Je me glorifierai donc bien plus volontiers de mes faiblesses, afin que la puissance de Christ repose sur moi.
2 Corinthiens 12.9
Durant les règnes de Marc Aurèle et Commode, entre 165 et 190 après Jésus-Christ, une épidémie1 nommée «peste antonine» frappa l’Empire romain. S’ajoutant aux famines et aux guerres, on y dénombra une mortalité de l’ordre de 33%, soit environ dix millions de morts. Ce fléau se déclara en Orient lors de la prise de Séleucie du Tigre2 en 166. Et quand l’armée infectée se déplaça ensuite au nord de l’Italie pour s’opposer aux menaces barbares dans les régions danubiennes, il se répandit dans tout l’Empire.

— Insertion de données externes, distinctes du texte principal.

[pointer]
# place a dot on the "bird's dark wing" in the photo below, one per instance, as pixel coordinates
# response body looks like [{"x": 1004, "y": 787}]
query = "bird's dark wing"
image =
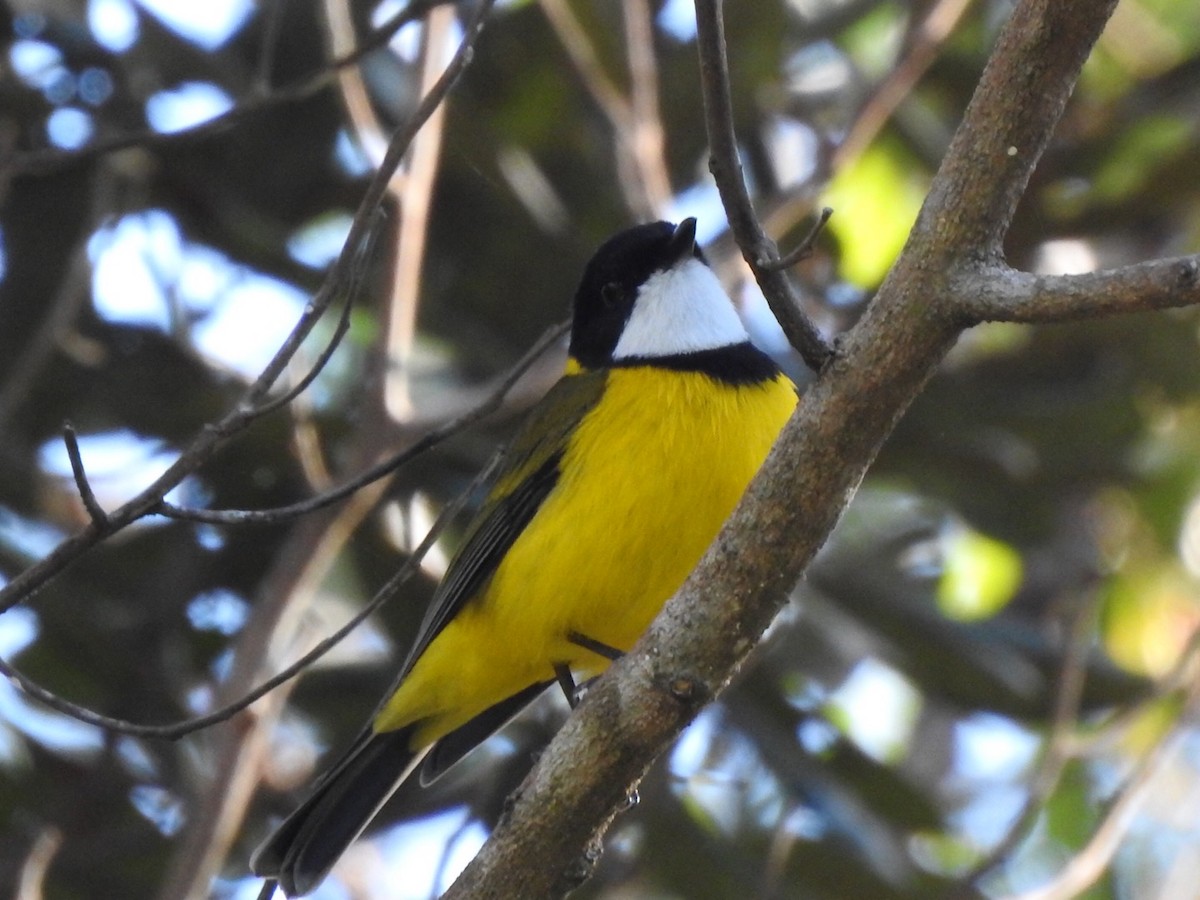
[
  {"x": 527, "y": 475},
  {"x": 305, "y": 846}
]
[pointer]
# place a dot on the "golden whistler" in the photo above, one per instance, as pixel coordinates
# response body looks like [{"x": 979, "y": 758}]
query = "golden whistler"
[{"x": 605, "y": 502}]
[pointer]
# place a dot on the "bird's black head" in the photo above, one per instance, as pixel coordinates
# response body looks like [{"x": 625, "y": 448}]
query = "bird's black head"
[{"x": 611, "y": 281}]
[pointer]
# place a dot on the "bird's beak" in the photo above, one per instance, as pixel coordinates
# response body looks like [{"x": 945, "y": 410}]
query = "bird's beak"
[{"x": 683, "y": 243}]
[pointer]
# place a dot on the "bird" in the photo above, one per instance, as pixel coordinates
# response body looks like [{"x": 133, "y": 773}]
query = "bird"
[{"x": 603, "y": 504}]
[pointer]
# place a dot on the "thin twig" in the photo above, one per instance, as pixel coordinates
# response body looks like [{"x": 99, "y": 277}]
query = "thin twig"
[
  {"x": 647, "y": 138},
  {"x": 1055, "y": 754},
  {"x": 95, "y": 511},
  {"x": 804, "y": 249},
  {"x": 757, "y": 249},
  {"x": 273, "y": 28},
  {"x": 40, "y": 162},
  {"x": 927, "y": 41},
  {"x": 1089, "y": 864},
  {"x": 235, "y": 420},
  {"x": 177, "y": 730},
  {"x": 355, "y": 279},
  {"x": 425, "y": 443},
  {"x": 414, "y": 197}
]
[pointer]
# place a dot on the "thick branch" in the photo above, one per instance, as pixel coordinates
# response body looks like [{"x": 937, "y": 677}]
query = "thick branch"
[
  {"x": 1007, "y": 295},
  {"x": 1007, "y": 126},
  {"x": 551, "y": 837}
]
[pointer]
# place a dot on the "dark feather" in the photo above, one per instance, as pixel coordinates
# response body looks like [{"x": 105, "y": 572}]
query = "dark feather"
[
  {"x": 304, "y": 849},
  {"x": 527, "y": 475}
]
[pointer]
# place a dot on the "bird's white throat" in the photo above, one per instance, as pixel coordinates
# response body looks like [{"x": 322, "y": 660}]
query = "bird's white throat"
[{"x": 681, "y": 310}]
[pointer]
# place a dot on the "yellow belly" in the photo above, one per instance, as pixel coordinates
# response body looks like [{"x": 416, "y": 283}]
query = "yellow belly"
[{"x": 647, "y": 480}]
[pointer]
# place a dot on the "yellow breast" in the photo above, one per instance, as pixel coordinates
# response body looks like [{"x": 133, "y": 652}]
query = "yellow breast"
[{"x": 648, "y": 478}]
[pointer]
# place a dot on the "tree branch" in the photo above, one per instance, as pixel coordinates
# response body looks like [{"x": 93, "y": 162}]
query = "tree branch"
[
  {"x": 725, "y": 163},
  {"x": 550, "y": 839},
  {"x": 255, "y": 401},
  {"x": 1007, "y": 295}
]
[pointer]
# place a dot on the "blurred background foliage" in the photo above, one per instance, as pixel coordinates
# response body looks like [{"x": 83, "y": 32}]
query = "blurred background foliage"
[{"x": 1033, "y": 522}]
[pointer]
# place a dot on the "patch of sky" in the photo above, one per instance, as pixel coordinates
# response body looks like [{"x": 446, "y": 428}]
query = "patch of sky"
[
  {"x": 131, "y": 261},
  {"x": 185, "y": 106},
  {"x": 57, "y": 732},
  {"x": 678, "y": 19},
  {"x": 816, "y": 736},
  {"x": 691, "y": 749},
  {"x": 27, "y": 537},
  {"x": 94, "y": 85},
  {"x": 69, "y": 127},
  {"x": 36, "y": 63},
  {"x": 144, "y": 274},
  {"x": 222, "y": 666},
  {"x": 113, "y": 23},
  {"x": 221, "y": 611},
  {"x": 119, "y": 463},
  {"x": 136, "y": 759},
  {"x": 159, "y": 807},
  {"x": 876, "y": 708},
  {"x": 250, "y": 322},
  {"x": 989, "y": 814},
  {"x": 18, "y": 630},
  {"x": 423, "y": 857},
  {"x": 207, "y": 24},
  {"x": 318, "y": 241},
  {"x": 28, "y": 24},
  {"x": 405, "y": 43},
  {"x": 793, "y": 149},
  {"x": 993, "y": 748}
]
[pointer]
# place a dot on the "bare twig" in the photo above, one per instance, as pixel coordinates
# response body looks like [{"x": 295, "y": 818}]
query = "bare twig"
[
  {"x": 1089, "y": 864},
  {"x": 555, "y": 823},
  {"x": 804, "y": 249},
  {"x": 414, "y": 198},
  {"x": 273, "y": 27},
  {"x": 40, "y": 162},
  {"x": 1007, "y": 295},
  {"x": 757, "y": 249},
  {"x": 252, "y": 403},
  {"x": 177, "y": 730},
  {"x": 927, "y": 42},
  {"x": 1055, "y": 755},
  {"x": 355, "y": 277},
  {"x": 635, "y": 121},
  {"x": 95, "y": 511},
  {"x": 425, "y": 443},
  {"x": 647, "y": 138}
]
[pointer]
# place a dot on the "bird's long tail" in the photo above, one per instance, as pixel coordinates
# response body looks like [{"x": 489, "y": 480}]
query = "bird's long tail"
[{"x": 305, "y": 846}]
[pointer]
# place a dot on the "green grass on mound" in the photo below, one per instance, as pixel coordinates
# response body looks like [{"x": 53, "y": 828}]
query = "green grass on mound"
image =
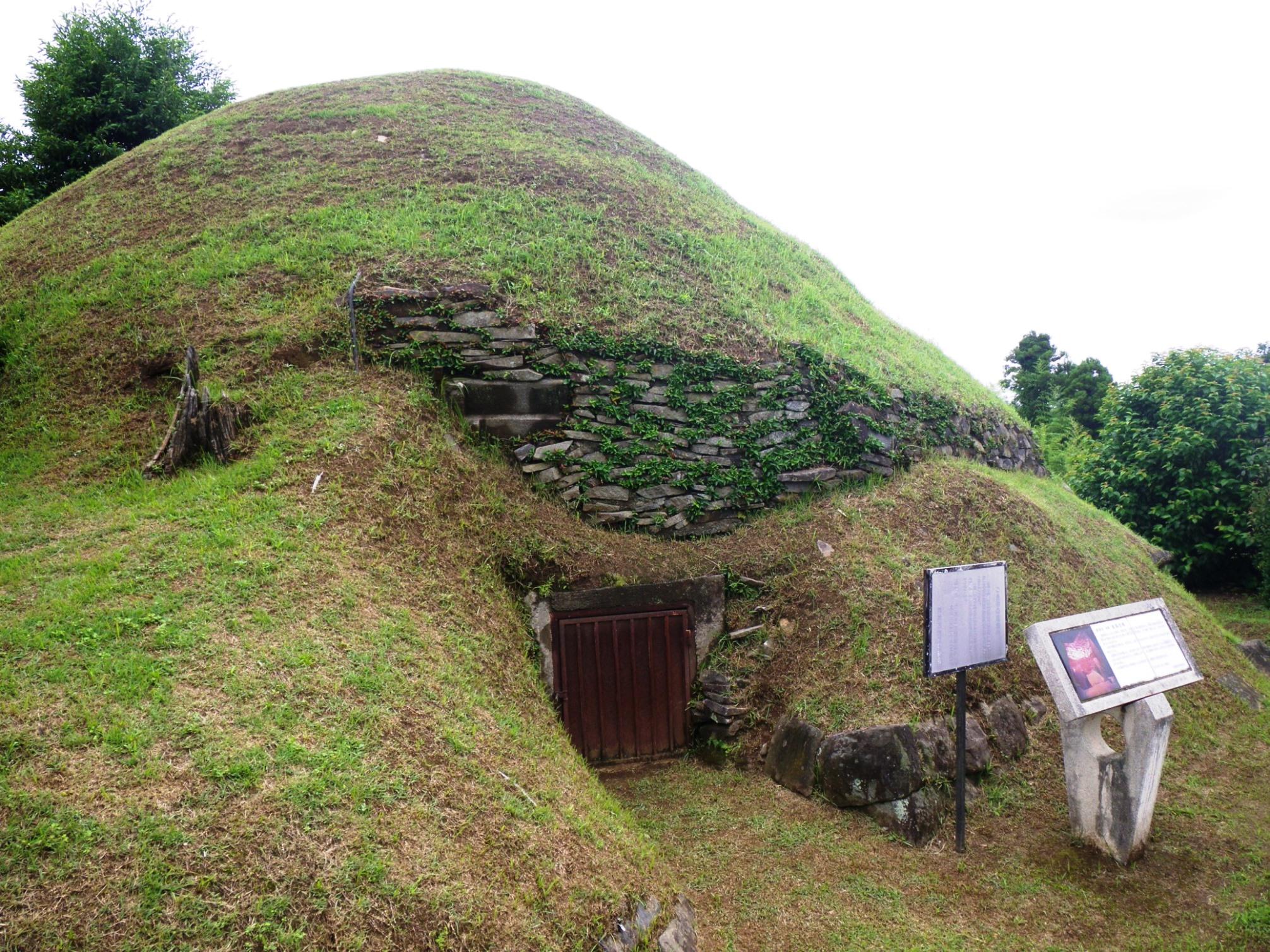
[
  {"x": 239, "y": 712},
  {"x": 249, "y": 222}
]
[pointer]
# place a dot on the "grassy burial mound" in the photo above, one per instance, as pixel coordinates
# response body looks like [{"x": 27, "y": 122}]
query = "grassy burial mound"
[{"x": 251, "y": 707}]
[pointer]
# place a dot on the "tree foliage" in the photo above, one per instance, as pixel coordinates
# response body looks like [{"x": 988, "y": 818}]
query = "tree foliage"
[
  {"x": 1261, "y": 530},
  {"x": 109, "y": 80},
  {"x": 1030, "y": 375},
  {"x": 1182, "y": 451},
  {"x": 1081, "y": 390}
]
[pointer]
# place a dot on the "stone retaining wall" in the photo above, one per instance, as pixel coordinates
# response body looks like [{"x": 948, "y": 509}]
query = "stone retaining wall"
[{"x": 639, "y": 434}]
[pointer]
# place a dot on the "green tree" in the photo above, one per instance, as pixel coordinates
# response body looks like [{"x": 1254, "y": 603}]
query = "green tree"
[
  {"x": 109, "y": 80},
  {"x": 17, "y": 173},
  {"x": 1182, "y": 451},
  {"x": 1081, "y": 389},
  {"x": 1030, "y": 375}
]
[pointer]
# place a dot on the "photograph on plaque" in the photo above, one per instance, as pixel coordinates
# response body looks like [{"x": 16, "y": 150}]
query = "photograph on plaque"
[
  {"x": 1085, "y": 663},
  {"x": 1112, "y": 655}
]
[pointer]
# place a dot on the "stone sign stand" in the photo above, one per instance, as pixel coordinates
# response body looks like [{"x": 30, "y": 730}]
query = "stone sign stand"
[{"x": 1112, "y": 795}]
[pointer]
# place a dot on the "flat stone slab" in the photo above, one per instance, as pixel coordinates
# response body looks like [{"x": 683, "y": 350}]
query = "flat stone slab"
[
  {"x": 870, "y": 766},
  {"x": 792, "y": 756}
]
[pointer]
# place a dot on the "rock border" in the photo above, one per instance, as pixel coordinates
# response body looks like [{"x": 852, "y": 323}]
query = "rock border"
[{"x": 892, "y": 771}]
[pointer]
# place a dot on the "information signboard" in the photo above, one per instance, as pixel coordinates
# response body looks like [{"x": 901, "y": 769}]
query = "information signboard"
[
  {"x": 1105, "y": 659},
  {"x": 966, "y": 617},
  {"x": 966, "y": 628}
]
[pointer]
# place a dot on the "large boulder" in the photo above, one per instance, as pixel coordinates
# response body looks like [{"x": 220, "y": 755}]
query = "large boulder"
[
  {"x": 792, "y": 756},
  {"x": 870, "y": 766},
  {"x": 916, "y": 818},
  {"x": 936, "y": 749},
  {"x": 1007, "y": 725}
]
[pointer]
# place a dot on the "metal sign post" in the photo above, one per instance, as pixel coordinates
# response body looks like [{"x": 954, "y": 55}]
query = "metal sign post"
[{"x": 966, "y": 628}]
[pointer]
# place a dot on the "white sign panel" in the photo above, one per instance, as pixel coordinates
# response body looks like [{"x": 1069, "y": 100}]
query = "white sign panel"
[
  {"x": 1109, "y": 658},
  {"x": 966, "y": 617}
]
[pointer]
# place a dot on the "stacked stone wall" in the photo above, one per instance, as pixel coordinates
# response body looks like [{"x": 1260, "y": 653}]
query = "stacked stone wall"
[{"x": 680, "y": 443}]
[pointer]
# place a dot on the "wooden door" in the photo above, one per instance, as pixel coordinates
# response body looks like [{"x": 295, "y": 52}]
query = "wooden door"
[{"x": 624, "y": 682}]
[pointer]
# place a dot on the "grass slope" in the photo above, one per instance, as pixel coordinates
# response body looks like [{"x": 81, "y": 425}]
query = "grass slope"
[
  {"x": 248, "y": 223},
  {"x": 238, "y": 712}
]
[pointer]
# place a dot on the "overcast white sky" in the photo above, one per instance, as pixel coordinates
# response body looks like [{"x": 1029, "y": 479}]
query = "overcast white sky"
[{"x": 1099, "y": 172}]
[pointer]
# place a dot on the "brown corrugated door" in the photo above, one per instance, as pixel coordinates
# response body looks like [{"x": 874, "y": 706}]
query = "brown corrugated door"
[{"x": 624, "y": 682}]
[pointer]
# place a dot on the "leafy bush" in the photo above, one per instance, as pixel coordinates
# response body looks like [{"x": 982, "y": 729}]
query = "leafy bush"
[
  {"x": 1065, "y": 446},
  {"x": 1182, "y": 452}
]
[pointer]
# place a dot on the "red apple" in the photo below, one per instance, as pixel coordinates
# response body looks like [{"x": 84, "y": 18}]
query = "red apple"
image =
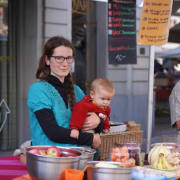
[
  {"x": 42, "y": 152},
  {"x": 53, "y": 151},
  {"x": 34, "y": 151}
]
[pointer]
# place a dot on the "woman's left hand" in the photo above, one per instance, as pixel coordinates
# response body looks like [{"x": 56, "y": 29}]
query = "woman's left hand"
[{"x": 91, "y": 122}]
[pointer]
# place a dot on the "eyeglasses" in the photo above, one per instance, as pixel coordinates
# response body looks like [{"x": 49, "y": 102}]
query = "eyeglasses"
[{"x": 61, "y": 59}]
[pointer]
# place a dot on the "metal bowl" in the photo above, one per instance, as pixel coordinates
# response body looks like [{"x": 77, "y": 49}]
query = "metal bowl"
[
  {"x": 100, "y": 173},
  {"x": 87, "y": 154},
  {"x": 51, "y": 168}
]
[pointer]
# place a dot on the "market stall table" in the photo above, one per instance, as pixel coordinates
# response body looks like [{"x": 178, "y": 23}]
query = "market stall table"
[{"x": 11, "y": 167}]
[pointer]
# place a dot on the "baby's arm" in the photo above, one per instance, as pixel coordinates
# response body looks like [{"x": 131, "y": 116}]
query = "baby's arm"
[{"x": 74, "y": 133}]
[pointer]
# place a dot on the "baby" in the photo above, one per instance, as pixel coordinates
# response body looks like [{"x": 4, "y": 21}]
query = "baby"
[{"x": 98, "y": 101}]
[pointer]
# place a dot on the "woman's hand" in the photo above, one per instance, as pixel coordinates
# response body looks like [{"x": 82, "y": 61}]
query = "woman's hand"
[
  {"x": 91, "y": 122},
  {"x": 96, "y": 141}
]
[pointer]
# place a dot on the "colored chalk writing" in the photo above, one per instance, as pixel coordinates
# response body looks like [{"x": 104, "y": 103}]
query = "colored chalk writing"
[{"x": 122, "y": 32}]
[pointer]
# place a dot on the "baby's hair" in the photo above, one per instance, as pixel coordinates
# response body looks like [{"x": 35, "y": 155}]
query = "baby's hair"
[{"x": 102, "y": 83}]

Sous
Commode, un retour épidémique frappa encore Rome. Par ses effets destructeurs dans la démographie et l’économie romaines, plusieurs considèrent son impact comme le début de la chute de l’Empire.
Ce qui est paradoxal, c’est que les voies romaines qui assuraient l’exercice de la puissance de l’Empire furent le facteur rapide de cette contagion de grande ampleur! Considérez que rien (en dehors de Dieu) n’est exempt de faiblesse; penser le contraire dans sa vie est cause de déconvenue. Croyez-vous qu’un athlète soit sans faiblesse ? Croyez-vous que sa force résistera au temps ? L’apôtre Paul conseille la prudence à celui qui croit être debout3 et recommande de se fier à la grâce de Dieu, une puissance sans faiblesse!